Dual-Key Genetic Circuit Enables Stable and Self-Regulated Engineered Bacteria for the Treatment of Ulcerative Colitis.

Abstract

Engineered bacteria offer a promising therapeutic platform but often display plasmid instability and antibiotic dependence. A synthetic dual-key genetic circuit is established in Escherichia coli Nissle 1917 (EcN) by deleting both asd and thyA genes, generating an auxotrophic chassis that requires dual-plasmid complementation for survival.

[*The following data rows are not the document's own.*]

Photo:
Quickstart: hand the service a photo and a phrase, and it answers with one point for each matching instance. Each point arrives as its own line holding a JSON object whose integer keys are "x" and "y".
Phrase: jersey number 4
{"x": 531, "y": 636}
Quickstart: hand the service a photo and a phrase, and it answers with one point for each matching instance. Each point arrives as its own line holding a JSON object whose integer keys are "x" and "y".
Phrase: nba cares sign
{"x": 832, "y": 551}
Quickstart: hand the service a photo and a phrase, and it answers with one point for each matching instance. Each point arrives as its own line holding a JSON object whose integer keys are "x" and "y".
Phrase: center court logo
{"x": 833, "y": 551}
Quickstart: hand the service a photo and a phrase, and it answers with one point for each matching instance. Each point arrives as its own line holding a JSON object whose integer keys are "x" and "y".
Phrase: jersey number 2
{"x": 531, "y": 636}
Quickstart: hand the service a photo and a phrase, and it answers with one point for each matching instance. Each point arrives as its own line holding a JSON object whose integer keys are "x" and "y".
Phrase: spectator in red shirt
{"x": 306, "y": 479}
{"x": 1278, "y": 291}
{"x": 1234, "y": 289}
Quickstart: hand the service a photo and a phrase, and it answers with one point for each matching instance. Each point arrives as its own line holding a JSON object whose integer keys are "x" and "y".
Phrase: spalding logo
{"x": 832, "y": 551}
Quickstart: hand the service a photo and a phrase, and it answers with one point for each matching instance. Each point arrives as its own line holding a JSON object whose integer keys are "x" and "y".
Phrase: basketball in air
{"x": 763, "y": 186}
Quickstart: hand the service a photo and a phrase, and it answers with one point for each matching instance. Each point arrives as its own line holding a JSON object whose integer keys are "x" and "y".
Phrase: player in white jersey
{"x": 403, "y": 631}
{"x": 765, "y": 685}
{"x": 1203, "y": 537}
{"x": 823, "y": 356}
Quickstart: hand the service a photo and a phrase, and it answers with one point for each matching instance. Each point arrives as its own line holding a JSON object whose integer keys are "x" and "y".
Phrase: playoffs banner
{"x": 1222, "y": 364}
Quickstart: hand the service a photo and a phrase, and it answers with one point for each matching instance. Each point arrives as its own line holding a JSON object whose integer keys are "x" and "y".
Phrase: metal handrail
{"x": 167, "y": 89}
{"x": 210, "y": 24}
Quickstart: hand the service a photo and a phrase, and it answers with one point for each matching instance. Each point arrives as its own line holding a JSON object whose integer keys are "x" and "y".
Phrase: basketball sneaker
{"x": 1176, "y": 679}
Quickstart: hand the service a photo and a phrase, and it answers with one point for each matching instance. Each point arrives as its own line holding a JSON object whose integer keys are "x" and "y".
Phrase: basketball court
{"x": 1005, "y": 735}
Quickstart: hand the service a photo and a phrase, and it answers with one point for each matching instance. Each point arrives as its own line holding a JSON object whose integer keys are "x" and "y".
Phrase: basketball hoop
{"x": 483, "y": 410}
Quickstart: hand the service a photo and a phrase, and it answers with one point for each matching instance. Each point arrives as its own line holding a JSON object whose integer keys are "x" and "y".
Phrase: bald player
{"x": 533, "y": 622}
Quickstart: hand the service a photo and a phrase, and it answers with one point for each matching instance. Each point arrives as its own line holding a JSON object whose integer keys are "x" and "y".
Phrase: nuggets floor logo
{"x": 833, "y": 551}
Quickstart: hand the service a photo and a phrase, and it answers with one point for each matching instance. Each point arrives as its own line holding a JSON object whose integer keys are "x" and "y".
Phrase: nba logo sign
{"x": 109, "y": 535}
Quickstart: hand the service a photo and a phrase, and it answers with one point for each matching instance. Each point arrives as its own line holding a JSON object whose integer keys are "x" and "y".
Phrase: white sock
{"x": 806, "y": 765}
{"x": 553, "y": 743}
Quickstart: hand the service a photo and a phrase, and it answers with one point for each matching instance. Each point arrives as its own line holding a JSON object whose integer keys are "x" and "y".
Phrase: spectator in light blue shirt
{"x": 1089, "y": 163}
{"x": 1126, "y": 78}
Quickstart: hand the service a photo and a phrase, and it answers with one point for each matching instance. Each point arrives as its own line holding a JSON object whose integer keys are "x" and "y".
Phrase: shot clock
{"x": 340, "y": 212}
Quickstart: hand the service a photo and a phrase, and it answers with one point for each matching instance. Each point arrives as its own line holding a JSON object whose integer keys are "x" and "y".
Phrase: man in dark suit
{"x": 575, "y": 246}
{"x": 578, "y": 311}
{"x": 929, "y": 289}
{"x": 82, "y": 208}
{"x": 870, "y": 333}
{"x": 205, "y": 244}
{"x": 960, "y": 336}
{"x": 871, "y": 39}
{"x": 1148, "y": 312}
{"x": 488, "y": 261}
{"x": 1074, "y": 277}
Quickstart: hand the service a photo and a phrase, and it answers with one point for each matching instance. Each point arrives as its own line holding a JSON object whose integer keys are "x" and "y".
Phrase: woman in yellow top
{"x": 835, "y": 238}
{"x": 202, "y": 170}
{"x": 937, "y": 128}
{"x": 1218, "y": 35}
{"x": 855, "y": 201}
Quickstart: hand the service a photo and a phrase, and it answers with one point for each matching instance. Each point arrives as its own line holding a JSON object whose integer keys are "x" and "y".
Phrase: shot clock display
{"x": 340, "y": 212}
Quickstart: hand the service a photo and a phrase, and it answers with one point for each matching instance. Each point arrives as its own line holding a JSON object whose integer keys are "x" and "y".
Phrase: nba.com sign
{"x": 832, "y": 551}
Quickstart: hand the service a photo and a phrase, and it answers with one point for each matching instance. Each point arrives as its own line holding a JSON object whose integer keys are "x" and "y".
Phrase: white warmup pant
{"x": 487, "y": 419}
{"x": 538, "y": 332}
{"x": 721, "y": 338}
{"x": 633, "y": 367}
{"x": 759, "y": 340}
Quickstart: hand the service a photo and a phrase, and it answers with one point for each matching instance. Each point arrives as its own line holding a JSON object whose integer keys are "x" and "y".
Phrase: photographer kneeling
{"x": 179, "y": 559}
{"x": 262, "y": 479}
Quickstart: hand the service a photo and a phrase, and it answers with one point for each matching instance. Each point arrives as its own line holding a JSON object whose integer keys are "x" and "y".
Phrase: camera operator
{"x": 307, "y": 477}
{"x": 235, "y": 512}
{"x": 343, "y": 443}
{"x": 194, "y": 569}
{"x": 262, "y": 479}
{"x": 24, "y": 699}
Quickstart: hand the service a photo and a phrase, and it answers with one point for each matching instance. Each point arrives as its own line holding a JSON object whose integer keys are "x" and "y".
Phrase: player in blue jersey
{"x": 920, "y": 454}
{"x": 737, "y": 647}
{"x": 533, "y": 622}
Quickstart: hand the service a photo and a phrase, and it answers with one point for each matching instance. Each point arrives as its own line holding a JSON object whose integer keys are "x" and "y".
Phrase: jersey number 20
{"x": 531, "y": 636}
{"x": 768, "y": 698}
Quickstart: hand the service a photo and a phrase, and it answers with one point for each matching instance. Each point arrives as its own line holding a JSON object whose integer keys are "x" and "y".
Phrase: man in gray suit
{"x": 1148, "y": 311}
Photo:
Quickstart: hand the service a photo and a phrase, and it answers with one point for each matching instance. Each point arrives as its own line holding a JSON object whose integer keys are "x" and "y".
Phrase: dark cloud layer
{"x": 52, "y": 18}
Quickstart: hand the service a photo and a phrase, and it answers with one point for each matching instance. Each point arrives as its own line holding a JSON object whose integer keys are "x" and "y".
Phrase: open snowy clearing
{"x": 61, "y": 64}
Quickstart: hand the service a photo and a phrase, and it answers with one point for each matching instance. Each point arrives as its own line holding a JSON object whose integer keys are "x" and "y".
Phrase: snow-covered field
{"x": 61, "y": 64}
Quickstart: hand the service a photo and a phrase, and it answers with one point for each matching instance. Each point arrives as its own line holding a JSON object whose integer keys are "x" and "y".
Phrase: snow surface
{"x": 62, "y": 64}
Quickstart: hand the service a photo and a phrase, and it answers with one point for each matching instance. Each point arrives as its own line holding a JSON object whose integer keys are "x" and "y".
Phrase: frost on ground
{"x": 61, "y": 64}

The "lysis module" restores asd function and incorporates a quorum-sensing system for self-regulated lysis and controlled protein release ("One Key"). By contrast, the "expression module" complements thyA and co-delivers an interleukin-2 (IL-2) mutant and the membrane protein Amuc_1100 to modulate immune balance and repair the intestinal barrier ("Dual Keys"). This dual-key design enabled antibiotic-free plasmid stability, precise population control, and sustained therapeutic protein secretion. Oral administration of the engineered strain significantly alleviated colitis in mice by enhancing regulatory T-cell expansion, restoring epithelial integrity, and reshaping the gut microbiota. This modular system provides a safe, stable, and programmable strategy for live bacterial therapy against immune and mucosal diseases.